DESeq2 has an official extension within the phyloseq package and an accompanying vignette. The vignette has been copied/included here for continuity, and as you can see, phyloseq_to_deseq2 does not need to be defined before using it because it is already available when you load phyloseq.
If you find this extension or tutorial useful in your work, please cite the following:
McMurdie and Holmes (2014) Waste Not, Want Not: Why Rarefying Microbiome Data is Inadmissible. PLoS Computational Biology in press
McMurdie and Holmes (2013) phyloseq: An R Package for Reproducible Interactive Analysis and Graphics of Microbiome Census Data. PLoS ONE. 8(4):e61217
Love MI, Huber W, Anders S (2014) Moderated estimation of fold change and dispersion for RNA-seq data with DESeq2. Genome Biology 15(12): 550
In this example I use the publicly available data from a study on colorectal cancer:
Genomic analysis identifies association of Fusobacterium with colorectal carcinoma. Kostic, A. D., Gevers, D., Pedamallu, C. S., Michaud, M., Duke, F., Earl, A. M., et al. (2012). Genome research, 22(2), 292-298.
As a side-note, this work was published ahead of print in Genome Research alongside a highly-related article from a separate group of researchers (long-live reproducible observations!): Fusobacterium nucleatum infection is prevalent in human colorectal carcinoma. In case you are interested. For the purposes of example, however, we will stick to the data from the former study, with data available at the microbio.me/qiime server.
Study ID: 1457
Project Name: Kostic_colorectal_cancer_fusobacterium
Study Abstract: The tumor microenvironment of colorectal carcinoma is a complex community of genomically altered cancer cells, nonneoplastic cells, and a diverse collection of microorganisms. Each of these components may contribute to carcino genesis; however, the role of the microbiota is the least well understood. We have characterized the composition of the microbiota in colorectal carcinoma using whole genome sequences from nine tumor/normal pairs. Fusobacterium sequences were enriched in carcinomas, confirmed by quantitative PCR and 16S rDNA sequence analysis of 95 carcinoma/normal DNA pairs, while the Bacteroidetes and Firmicutes phyla were depleted in tumors. Fusobacteria were also visualized within colorectal tumors using FISH. These findings reveal alterations in the colorectal cancer microbiota; however, the precise role of Fusobacteria in colorectal carcinoma pathogenesis requires further investigation.
Start by loading phyloseq.
library("phyloseq"); packageVersion("phyloseq")
Defined file path, and import the published OTU count data into R.
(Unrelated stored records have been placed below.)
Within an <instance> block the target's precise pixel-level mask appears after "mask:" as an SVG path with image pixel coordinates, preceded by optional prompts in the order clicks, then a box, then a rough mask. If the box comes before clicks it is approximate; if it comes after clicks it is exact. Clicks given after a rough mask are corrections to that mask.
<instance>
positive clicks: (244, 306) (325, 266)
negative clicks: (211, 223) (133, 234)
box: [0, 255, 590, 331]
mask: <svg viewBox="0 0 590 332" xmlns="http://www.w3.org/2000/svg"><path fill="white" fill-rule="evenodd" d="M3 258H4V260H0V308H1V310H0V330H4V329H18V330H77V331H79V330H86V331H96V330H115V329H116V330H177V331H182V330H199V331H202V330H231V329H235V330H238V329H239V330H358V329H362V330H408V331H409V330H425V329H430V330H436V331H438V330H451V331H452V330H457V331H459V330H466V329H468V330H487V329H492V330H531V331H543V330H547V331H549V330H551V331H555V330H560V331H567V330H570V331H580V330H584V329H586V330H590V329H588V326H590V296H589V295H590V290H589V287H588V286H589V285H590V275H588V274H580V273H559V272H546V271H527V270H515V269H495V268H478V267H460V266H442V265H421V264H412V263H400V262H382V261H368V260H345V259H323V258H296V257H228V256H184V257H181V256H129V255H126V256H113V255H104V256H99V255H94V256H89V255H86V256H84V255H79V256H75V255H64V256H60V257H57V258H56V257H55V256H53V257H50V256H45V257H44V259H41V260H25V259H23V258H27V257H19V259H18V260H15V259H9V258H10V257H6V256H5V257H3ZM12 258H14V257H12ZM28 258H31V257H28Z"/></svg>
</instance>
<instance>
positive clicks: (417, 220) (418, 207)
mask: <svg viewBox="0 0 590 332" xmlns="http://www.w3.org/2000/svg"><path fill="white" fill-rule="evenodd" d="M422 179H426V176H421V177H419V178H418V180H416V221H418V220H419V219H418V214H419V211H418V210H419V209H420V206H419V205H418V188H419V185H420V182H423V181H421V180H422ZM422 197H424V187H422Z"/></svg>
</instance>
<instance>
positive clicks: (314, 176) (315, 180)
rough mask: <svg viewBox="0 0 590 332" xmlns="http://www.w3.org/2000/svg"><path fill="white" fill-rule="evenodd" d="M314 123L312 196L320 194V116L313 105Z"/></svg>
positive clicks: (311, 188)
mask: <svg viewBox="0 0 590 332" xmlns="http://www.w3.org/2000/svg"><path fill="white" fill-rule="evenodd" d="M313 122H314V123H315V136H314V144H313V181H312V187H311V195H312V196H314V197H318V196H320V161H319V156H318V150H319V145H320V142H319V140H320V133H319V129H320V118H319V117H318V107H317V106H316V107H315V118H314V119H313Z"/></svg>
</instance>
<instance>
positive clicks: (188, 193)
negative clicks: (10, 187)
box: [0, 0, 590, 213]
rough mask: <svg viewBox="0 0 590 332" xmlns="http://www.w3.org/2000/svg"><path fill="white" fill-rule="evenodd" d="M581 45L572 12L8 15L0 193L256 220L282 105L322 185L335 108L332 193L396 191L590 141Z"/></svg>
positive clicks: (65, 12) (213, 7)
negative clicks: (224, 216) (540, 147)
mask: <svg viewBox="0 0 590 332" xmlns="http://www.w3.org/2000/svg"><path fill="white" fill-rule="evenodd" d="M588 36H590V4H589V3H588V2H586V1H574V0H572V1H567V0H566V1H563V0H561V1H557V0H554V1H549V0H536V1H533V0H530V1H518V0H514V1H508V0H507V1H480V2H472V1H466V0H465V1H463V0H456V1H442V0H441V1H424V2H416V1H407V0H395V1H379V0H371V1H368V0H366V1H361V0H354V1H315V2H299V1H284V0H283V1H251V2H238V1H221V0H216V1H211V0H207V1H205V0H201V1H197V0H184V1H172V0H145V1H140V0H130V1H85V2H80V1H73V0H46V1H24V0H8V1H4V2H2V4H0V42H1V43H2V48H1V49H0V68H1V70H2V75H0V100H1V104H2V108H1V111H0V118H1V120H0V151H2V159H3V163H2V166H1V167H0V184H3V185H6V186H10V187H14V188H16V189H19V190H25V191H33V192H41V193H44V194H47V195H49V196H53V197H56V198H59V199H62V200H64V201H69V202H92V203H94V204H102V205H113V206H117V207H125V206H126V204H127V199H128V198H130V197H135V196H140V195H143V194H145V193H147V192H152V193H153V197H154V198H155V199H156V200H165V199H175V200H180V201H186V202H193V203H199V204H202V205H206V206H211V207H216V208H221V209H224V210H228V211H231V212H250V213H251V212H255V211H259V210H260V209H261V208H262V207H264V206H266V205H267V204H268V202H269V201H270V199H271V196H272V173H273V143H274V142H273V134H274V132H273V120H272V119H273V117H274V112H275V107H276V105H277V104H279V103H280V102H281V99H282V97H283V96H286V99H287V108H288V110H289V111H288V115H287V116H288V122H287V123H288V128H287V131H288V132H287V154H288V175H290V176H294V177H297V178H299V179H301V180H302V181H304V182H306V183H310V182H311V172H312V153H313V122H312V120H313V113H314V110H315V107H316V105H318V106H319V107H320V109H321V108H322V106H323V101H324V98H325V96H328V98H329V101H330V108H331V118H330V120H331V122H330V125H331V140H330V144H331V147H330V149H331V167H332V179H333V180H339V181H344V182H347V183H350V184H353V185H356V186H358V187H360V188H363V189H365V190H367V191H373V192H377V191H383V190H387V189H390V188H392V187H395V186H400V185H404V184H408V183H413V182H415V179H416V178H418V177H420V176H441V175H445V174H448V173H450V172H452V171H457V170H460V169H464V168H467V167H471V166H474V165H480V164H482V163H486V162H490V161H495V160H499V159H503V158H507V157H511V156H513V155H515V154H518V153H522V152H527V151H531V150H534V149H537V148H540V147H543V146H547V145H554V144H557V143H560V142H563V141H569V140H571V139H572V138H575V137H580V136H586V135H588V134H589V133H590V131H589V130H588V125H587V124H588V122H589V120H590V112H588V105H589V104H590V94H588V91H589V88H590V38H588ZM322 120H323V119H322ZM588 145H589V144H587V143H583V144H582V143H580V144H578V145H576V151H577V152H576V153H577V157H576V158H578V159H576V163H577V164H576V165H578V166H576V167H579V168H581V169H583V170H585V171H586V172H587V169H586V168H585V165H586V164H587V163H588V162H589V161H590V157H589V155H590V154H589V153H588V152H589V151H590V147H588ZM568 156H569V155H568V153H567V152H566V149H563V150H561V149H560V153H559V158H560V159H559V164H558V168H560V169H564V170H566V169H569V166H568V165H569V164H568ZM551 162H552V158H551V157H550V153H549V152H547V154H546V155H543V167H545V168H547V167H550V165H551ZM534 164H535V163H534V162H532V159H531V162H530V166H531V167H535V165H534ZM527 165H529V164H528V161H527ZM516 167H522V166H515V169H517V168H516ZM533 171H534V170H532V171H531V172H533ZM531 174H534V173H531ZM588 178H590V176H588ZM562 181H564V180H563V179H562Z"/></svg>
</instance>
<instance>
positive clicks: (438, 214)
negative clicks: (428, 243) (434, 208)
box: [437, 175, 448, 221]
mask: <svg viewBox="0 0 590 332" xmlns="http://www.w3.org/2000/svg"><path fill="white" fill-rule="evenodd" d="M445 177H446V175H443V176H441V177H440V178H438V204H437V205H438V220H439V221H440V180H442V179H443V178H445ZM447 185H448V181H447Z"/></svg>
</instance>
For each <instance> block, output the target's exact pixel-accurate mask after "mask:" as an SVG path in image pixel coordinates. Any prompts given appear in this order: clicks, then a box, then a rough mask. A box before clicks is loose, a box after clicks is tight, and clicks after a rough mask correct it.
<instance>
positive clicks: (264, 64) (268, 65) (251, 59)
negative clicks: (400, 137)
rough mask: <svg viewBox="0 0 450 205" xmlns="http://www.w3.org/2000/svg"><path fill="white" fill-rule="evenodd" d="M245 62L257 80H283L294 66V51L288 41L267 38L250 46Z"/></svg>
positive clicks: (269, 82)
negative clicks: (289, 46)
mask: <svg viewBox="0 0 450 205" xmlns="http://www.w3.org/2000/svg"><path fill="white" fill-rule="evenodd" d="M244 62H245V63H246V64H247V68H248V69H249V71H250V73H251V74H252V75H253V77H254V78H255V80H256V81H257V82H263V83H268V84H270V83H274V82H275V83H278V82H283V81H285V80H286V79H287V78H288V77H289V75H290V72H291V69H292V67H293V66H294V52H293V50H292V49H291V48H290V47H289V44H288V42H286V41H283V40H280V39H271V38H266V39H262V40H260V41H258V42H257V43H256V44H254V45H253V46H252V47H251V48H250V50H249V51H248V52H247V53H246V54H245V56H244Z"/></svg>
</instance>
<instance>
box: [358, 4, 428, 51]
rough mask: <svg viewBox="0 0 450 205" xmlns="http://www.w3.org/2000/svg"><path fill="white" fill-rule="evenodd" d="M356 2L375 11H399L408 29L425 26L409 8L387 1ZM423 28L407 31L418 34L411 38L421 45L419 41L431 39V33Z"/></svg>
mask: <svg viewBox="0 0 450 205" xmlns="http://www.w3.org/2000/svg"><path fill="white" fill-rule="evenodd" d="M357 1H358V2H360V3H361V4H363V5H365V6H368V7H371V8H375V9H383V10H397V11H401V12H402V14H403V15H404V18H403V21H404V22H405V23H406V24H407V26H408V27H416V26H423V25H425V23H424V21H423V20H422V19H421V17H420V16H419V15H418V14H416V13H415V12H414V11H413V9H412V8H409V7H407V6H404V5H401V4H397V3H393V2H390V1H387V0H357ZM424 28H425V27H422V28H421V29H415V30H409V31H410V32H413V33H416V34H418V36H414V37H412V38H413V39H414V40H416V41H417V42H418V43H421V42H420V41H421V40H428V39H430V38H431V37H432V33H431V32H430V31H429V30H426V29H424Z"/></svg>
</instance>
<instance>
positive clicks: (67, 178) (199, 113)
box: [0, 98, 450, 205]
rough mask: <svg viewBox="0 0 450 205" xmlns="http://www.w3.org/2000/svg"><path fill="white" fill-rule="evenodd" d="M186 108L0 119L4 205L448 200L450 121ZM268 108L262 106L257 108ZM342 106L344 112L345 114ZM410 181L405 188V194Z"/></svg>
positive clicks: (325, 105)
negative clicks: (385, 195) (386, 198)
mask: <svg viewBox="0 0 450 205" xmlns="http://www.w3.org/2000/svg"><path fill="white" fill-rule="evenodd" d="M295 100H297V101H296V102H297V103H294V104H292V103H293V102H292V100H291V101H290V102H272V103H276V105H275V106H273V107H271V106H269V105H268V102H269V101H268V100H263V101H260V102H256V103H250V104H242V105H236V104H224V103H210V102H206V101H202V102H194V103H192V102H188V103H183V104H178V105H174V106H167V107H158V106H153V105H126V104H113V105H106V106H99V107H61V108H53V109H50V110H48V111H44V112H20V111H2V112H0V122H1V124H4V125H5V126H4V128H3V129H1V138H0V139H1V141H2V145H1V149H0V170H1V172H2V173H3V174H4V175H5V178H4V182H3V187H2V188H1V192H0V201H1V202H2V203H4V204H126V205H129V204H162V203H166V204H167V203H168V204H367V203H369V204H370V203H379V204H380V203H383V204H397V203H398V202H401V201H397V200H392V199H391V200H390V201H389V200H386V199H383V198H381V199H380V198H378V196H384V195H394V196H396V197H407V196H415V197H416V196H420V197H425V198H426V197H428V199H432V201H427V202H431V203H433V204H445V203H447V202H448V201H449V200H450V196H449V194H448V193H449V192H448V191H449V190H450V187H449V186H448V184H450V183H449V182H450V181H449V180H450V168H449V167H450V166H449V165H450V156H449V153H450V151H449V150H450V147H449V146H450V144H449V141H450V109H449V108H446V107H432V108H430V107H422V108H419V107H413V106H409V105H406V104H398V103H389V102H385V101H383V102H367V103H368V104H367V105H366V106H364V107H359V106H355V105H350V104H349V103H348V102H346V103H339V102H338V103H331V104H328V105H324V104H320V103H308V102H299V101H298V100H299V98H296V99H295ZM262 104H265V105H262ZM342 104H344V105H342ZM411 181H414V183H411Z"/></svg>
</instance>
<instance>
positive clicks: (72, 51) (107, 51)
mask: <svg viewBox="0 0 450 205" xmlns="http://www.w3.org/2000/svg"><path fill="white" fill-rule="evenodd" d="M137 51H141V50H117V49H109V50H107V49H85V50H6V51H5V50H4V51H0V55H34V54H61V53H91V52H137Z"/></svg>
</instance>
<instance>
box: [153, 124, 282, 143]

filepath = system.file("extdata", "study_1457_split_library_seqs_and_mapping.zip", package="phyloseq")
kostic = microbio_me_qiime(filepath)
Here I had to use a relative file path so that this example works on all systems that have phyloseq installed. In practice, your file path will look like this (if you've downloaded the data ahead of time):
filepath = "~/Downloads/study_1457_split_library_seqs_and_mapping.zip"
kostic = microbio_me_qiime(filepath)
Or like this (if you're accessing data directly from the microbio.me/qiime server directly):
kostic = microbio_me_qiime(1457)
In this example I'm using the major sample covariate, DIAGNOSIS, as the study design factor. The focus of this study was to compare the microbiomes of pairs of healthy and cancerous tissues, so this makes sense. Your study could have a more complex or nested design, and you should think carefully about the study design formula, because this is critical to the test results and their meaning. You might even need to define a new factor if none of the variables in your current table appropriately represent your study's design. See the DESeq2 home page for more details.
Here is the summary of the data variable kostic that we are about to use, as well as the first few entries of the DIAGNOSIS factor.
kostic
head(sample_data(kostic)$DIAGNOSIS, 25)
Unfortunately, the diagnosis variable has a third placeholder class indicating that no diagnosis was given ("None"). For the purposes of testing, these samples will be removed.
kostic = subset_samples(kostic, DIAGNOSIS != "None")
kostic
First load DESeq2.
library("DESeq2")
packageVersion("DESeq2")
The following two lines actually do all the complicated DESeq2 work. The function phyloseq_to_deseq2 converts your phyloseq-format microbiome data into a DESeqDataSet with dispersions estimated, using the experimental design formula, also shown (the ~DIAGNOSIS term). The DESeq function does the rest of the testing, in this case with default testing framework, but you can actually use alternatives.